The launch marks one of the latest efforts by libraries to offer apps and websites that help their patrons “check out” electronic media, like e-books, music and videos. According to an annual survey from the Library Journal, “e-books are firmly ensconced in public libraries,” with 94 percent of libraries offering the materials to their patrons. And OverDrive — the leading e-book vendor to libraries, according to the survey — has recently reported its own gains.

Indeed, Nora Lyons, a publicist for New York Public Library, said the institution released the app last month after seeing a 241 percent rise in the use of its electronic material use over the last five years. Prior to the new app, people downloaded electronic materials through the library’s website.


“We’re very happy with the response to the app,” she said in an email. 

Further down the East Cost in Washington, D.C., the library system has also been experiencing a surge of interest in electronic materials. George Williams, the District of Columbia’s public library press secretary, said about 25 percent of the materials patrons checked out last fiscal year were digital.

“There’s absolutely a growth in e-books in library use — I also think there’s a growth in e-books, period,” he told StateScoop.

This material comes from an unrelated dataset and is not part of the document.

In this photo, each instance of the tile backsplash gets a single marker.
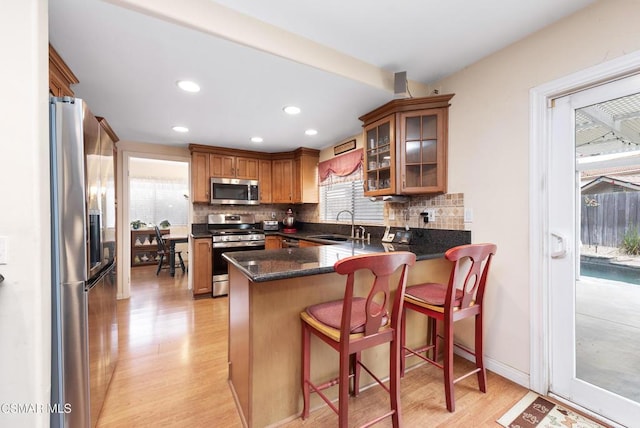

The D.C. library system, which is composed of about two dozen brick-and-mortar libraries, can lend out up to $700,000 worth of digital book licenses a year, he said. It started offering e-books in 2011, using platform from vendor OverDrive to allow patrons to download books to their Kindle e-readers. From there, interest grew. 

OverDrive was by far the preferred vendor, according to a journal survey, followed by “no preference.” Baker & Taylor Axis 360 and 3M Cloud Library came in distant third and fourth respectively. These vendors offer platforms through which patrons can access content through apps or the library’s website.  


But some organizations are working on building a more universal system. Institute of Library and Museum Services, a federal independent agency, is collaborating with the nonprofit advocacy group Digital Public Library of America to develop a national digital platform that public libraries across the country can use to provide digital content. 

One promising app is Open eBooks, which is free for kids from low-income households and contains thousands of popular and award-winning titles. The Digital Public Library of America, nonprofit First Book and the New York Public Library developed the app with funding from the agency. The app’s launch earlier this year is part of the White House’s ConnectED Initiative, which focuses on making digitized information available to “encourage a love of reading and serve as a gateway to children reading even more often,” even outside of school, said Digital Public Library of America’s eBook Program Manager Michelle Bickert in an email. 

“The initiative is designed to address the challenge of providing digital reading materials to children living in low-income households, and offers unprecedented access to quality digital content, including a catalog of e-books valued at more than $250 million,” Bickert wrote.

Williams said it’s the responsibility of libraries to meet their patrons where they are. When Hurricane Sandy struck the city in 2012, the library saw an explosion of D.C. bookworms downloading materials from their site. 

“People were downloading e-books because they were trapped in their houses,” he said. “It allows us to give customers the type of books they are interested in reading in the format that they are used to reading.”


He added, “It’s part of the library’s role to offer books and other content to the public in the same ways they would find it on their own.”